De repente, o grito foi interrompido pela luz do sol, e Harry se viu sentado na escada, tapando os ouvidos, como se tentasse fugir. Não entendeu muito bem quando os raios solares bateram na lente de seus óculos e causaram um incômodo reflexo. Piscando um pouco mais para se acostumar à claridade, olhou ao seu redor novamente e não viu nada de anormal. Pensou nos tios. Como não haviam acordado com aquele grito ensurdecedor? Por que não estavam gritando como loucos, perguntando o que Harry havia aprontado daquela vez? Tomado de coragem, continuou a descer as escadas e abriu a porta da cozinha, onde a família Dursley calmamente tomava café da manhã. Duda discutia com a mãe o fato de ela ter servido uma única cenoura para ele. Harry estava arrependido de ter jogado os bolos de Rony e Hermione fora. Com a maldita dieta de Duda, a casa toda entrou na brincadeira. E Harry, que já não recebia os melhores pratos de comida na casa dos tios, andava comendo menos ainda.

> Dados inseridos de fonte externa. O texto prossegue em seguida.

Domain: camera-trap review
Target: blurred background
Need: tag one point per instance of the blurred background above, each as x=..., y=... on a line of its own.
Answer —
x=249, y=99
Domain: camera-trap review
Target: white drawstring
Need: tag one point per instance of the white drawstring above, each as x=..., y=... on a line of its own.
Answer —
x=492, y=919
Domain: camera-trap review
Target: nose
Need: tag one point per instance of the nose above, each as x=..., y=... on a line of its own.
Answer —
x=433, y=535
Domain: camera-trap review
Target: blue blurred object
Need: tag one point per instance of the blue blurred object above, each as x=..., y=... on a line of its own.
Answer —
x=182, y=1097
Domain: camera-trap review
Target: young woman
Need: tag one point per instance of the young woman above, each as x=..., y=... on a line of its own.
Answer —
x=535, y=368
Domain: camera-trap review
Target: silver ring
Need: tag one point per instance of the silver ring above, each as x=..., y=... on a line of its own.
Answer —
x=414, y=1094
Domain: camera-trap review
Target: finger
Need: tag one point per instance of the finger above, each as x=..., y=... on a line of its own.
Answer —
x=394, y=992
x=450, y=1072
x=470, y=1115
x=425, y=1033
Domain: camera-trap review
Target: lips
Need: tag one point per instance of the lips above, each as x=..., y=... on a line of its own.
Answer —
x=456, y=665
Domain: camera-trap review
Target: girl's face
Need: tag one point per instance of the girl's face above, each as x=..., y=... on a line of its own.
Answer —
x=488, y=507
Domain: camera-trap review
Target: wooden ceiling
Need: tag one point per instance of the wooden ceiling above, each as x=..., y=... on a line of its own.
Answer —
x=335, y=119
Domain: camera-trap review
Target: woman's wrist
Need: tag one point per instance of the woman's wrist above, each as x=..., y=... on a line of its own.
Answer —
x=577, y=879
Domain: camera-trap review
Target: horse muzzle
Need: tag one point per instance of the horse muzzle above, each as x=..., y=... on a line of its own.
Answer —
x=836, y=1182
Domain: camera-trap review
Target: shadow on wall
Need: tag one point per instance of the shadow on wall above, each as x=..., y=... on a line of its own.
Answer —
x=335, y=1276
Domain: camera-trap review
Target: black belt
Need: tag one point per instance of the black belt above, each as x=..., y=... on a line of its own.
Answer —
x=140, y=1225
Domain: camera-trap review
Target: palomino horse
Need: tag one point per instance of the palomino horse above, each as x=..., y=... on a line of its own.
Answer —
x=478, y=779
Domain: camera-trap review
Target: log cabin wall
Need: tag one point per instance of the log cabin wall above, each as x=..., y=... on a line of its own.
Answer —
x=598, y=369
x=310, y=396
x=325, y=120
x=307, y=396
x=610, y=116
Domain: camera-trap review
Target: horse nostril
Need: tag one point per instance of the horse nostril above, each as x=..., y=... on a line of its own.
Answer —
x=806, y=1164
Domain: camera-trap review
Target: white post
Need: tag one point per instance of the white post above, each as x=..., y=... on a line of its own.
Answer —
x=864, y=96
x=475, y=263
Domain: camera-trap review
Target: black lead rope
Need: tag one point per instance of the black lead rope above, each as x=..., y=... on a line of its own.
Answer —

Mas isso não fazia a menor diferença, já que fome era a última coisa que ele sentia. Pelo contrário, seu estômago estava embrulhado e ele seria capaz de afirmar que nunca mais comeria. Sentia-se mal, ainda tonto do choque do grito. O que foi aquilo? Harry não sabia. E isso o preocupava. Como escreveria aos membros da Ordem contando o estranho fato sem que tivesse sua coruja interceptada? Que outro meio poderia enviar informações sem se comprometer? "Pense, Harry, pense".